В наряды выпускников уже не ставили, к разным хозработам не привлекали и у нас образовалось неожиданно много свободного времени, которое мы проводили в основном в курилке – большой туалетной комнате на 10-м этаже учебного корпуса. Во время одного из таких перекуров там собрались человек десять, которые лениво рассказывали друг другу старые анекдоты. И вдруг из угла раздалось – а вот еще анекдот, свежий. Это был голос Чепеня, и трудно описать степень всеобщего изумления. Влети в окно шаровая молния – мы удивились бы меньше. В наступившей тишине стало слышно, как у потолка бабочка машет крылышками…

Чепень, явно смущаясь того, что оказался в центре внимания, долго морщил лоб и переминался.

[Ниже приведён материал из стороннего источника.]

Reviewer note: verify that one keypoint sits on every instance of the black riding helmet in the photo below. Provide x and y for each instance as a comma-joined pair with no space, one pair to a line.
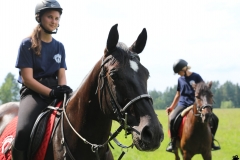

Наконец он начал: - нууууу, идет мужик по улице…
Последовала длинная пауза, никто из нас не шелохнулся. – а ему навстречу другой… продолжил Чепень и замолк, покраснев и насупившись. Когда терпение лопнуло, кто-то решил ускорить процесс: - а дальше?
- А дальше я не помню….
Такого дикого даже не хохота, но ржания в стенах альма-матер еще не было. Кто-то тихо сползал по стенке, другие уже корчились ниже, и только Чепень остался в прежней позе и с недоумением взирал на происходящее.